Та связь между ней и детьми, которая появилась после подключения к той штуке в лаборатории, не давала ей ясных образов. Все было скорее на уровне эмоций. Чувства были сильнее, когда детям было плохо, когда же ничего не происходило, связь затухала. Ольга чувствовала лишь, что они есть. И только чувство, что их надо доставить на место, всегда было четким и давило на психику.
Сейчас эта команда гнала её, приглушая даже чувство голода. Доберусь до них, что-нибудь поем, — успокаивала она себя. Её ранец остался у Самообороны, а сейчас его возможно уже потрошат Восточники. К её радости, голод перестал мучить так изматывающе, как всего лишь несколько дней назад. А ведь она уже и капсулы перестала пить. Похоже, ребенок был прав, когда сказал, что уже все — теперь ей они больше не нужны. 'Наверное, я превратилась в ту, кем должна была быть — но при этом ничего из набора супермена я не приобрела. Ну стала сильнее и выносливее, так это и тренировками можно было достичь'. Так, размышляя о всякой всячине, она прошагала до того места, где они с Гномом впервые вышли на след Игоря. 'Это было так давно, сейчас он, наверное, отмахал уже много километров'.
Её очень беспокоило, как Игорь и дети провели ночь. Хоть Игорек и давно воюет, но это было на посту в укрытие, а в лес они никогда вылазки не делали. Однако, то, что она чувствовала, говорило о том, что и с детьми, и с Кислициным все в порядке.
Она остановилась. Её внимание привлекла развевающаяся на ветру белая лента. Ольга подошла ближе и сняла с куста кусок ткани, совсем недавно появившийся здесь. Она ни капли, не сомневалась, что эта лента оторвана от пеленки одного из детей. Никто, кроме Игоря здесь появиться не мог. Но вот зачем он установил этот знак? Ей лента ни о чем не говорила. Рядом не было не прохода в лес, ни тем более переправы.

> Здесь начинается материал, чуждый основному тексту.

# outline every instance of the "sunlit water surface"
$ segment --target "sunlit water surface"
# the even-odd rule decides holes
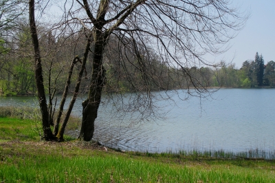
[[[180,94],[180,92],[179,92]],[[78,99],[74,114],[81,117]],[[184,149],[239,152],[275,149],[275,89],[221,89],[212,98],[156,102],[165,118],[138,120],[122,116],[109,103],[101,105],[94,140],[130,151],[173,152]],[[34,105],[34,97],[0,97],[0,105]]]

Может он сделал метку для себя? Надо было отойти в лес, а потом, чтобы не заблудиться. Ольга на всякий случай, решила осмотреть место и сразу наткнулась на костер. Кто-то сегодня готовил здесь еду, но, похоже, съесть её ему помешали — среди углей она заметила нетронутые почерневшие волокна мяса. Похоже, тушенка. Ольга упала на колени и принюхалась. Точно — едва слышный запах тушенки еще угадывался над пеплом.
Она еще раз обошла все вокруг. Непонятно. Если бы Игорю пришлось убегать, вряд ли бы он забрал котелок, а еду при этом вывалил. Не верится, что время на то, чтобы упаковать котелок в рюкзак было, а на поесть не было. А может все не так? Это готовил не Игорь, он спугнул того, кто тут был, а потом оставил знак нам, чтобы мы были настороже — в лесу есть еще люди.
'Что-то я совсем замудрила, — прервала Ольга свои размышления. — К черту, я не Шерлок Холмс, чтобы по угольку и травинке восстановить всю картину. Надо шагать дальше, а то день уже за половину перевалил'.